Named after a great mountain bike trail system outside Seattle, the Platypus Duthie A.M. 15, $150, is focused around hydration. It comes with a large, three-liter reservoir, ideal for a whole day of biking or hiking. It has a back panel designed to keep from sticking to your spine, yet the waist, chest and shoulder harnesses focus the 12-liter load lower near to your hips to prevent slosh. There are internal slots for tool storage, a carry system for a helmet (which is also a perfect slot for stuffing a bulky fleece) and there’s both an integrated rain cover and integrated waist belt pockets. If the reservoir is still not large enough, an outer pocket on the left hip holds a water bottle as well.

While the Royal Robbins Diablo Camp Shirt, $70, looks like it’s made of seersucker cotton, it actually uses Sorona, a byproduct of corn (which also makes it fairly eco because the starch would otherwise go to waste). Sorona provides the Diablo with wrinkle resistance, quick-dry properties and also stretch, so it’s more comfortable under a backpack. Speaking of which, shoulder seams are rotated, so straps won’t rub, and the tail is longer too, so it looks good either tucked in or untucked.

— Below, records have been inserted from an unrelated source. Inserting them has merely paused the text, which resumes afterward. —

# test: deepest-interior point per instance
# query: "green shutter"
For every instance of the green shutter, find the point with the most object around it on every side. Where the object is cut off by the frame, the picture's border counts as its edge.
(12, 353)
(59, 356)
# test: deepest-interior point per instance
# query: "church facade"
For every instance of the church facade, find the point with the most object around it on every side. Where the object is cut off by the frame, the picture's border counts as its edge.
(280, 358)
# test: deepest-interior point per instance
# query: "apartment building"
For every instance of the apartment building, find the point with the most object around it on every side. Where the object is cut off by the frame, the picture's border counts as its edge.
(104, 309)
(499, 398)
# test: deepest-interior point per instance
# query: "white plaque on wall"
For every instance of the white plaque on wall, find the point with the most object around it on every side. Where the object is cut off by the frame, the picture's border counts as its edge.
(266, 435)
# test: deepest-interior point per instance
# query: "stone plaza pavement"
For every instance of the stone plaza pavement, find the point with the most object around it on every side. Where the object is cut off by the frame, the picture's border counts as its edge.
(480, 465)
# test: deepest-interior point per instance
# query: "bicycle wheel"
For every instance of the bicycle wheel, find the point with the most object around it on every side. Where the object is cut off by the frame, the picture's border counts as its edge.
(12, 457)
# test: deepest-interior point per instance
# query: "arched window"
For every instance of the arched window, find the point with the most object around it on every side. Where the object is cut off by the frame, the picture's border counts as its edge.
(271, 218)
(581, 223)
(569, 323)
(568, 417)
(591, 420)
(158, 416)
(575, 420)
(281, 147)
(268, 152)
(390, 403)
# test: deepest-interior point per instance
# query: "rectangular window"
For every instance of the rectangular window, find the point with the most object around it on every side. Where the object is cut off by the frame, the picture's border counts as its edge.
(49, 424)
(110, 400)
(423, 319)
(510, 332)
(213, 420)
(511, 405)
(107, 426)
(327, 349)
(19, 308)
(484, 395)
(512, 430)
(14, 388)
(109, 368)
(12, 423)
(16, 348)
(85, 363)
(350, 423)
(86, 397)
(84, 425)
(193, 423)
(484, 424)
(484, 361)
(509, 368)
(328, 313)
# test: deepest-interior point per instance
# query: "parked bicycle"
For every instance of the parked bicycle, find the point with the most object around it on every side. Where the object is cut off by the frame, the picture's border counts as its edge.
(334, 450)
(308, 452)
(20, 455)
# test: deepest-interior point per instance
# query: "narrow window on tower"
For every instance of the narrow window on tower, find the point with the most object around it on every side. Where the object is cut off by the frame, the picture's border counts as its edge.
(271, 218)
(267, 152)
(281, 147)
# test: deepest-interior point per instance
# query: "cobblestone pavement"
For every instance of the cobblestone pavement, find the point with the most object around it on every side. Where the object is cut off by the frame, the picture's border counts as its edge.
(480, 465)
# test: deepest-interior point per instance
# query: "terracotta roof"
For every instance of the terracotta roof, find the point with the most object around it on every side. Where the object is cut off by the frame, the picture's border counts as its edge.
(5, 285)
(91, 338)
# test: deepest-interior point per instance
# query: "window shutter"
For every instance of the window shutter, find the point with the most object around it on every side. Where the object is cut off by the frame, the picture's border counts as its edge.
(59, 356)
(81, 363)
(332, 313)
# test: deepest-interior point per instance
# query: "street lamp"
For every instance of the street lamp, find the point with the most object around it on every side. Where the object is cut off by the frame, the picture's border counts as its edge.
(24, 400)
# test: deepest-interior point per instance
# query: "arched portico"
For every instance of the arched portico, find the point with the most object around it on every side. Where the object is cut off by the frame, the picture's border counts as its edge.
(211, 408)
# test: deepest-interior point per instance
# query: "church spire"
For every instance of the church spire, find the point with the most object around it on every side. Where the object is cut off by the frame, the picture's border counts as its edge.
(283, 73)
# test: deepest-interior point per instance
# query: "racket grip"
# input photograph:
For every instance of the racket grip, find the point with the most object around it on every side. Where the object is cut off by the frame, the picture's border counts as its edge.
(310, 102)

Fair Trade Certified (FTC) clothing is becoming a broader niche, and Mountain Khakis is debuting several styles that are FTC including men’s and women’s Camber Pants, $80 to $95,  for travel. While the men’s pant features a more tapered style and is focused around bike commuters, the fit’s actually very stylish and the cinch drawcord at the hem could just as easily be used as a gaiter on the trail (or for the intended purpose of preventing your cuff from getting caught in a bike chain). The woman’s pant is also ideal for on-the-go, thanks to a blend of 65 percent cotton, 33 percent nylon and 2 percent spandex, for some stretch as well as quick drying.

After a day of shredding, the Ibex Bridget Skirt, $125, would be comfortable, as well as warm, around the campfire. Merino is also an advantage because it’s anti-bacterial and the drape of this skirt enables it to remain wrinkle-free. The cut is full length and the broad waistband is elastic for added comfort. There’s a hidden pocket at the front hip for keys or cash.

Adidas Terrex Agravic Windstopper Hybrid Hoody, $239, is an exceptionally high-tech, stuffable soft-shell that with a soft hand but is also tougher than the vapory, ultra-light windbreakers you’ll see elsewhere in this list. The hoody features both Gore’s Windstopper Active Shell, but also Pertex Equilibrium at the jacket’s “hot zones.” Pertex supercharges the effect of the Active Shell so the entire garment breathes that much more quickly without compromising wind and water resistance. As we said, the entire jacket is made with Ripstop nylon, so it’s tough as well as light, and in contrast to some pared-down alternatives that don’t feature pockets, here you have several that are zippered, which is vital during travel when you might need security for ID and currency.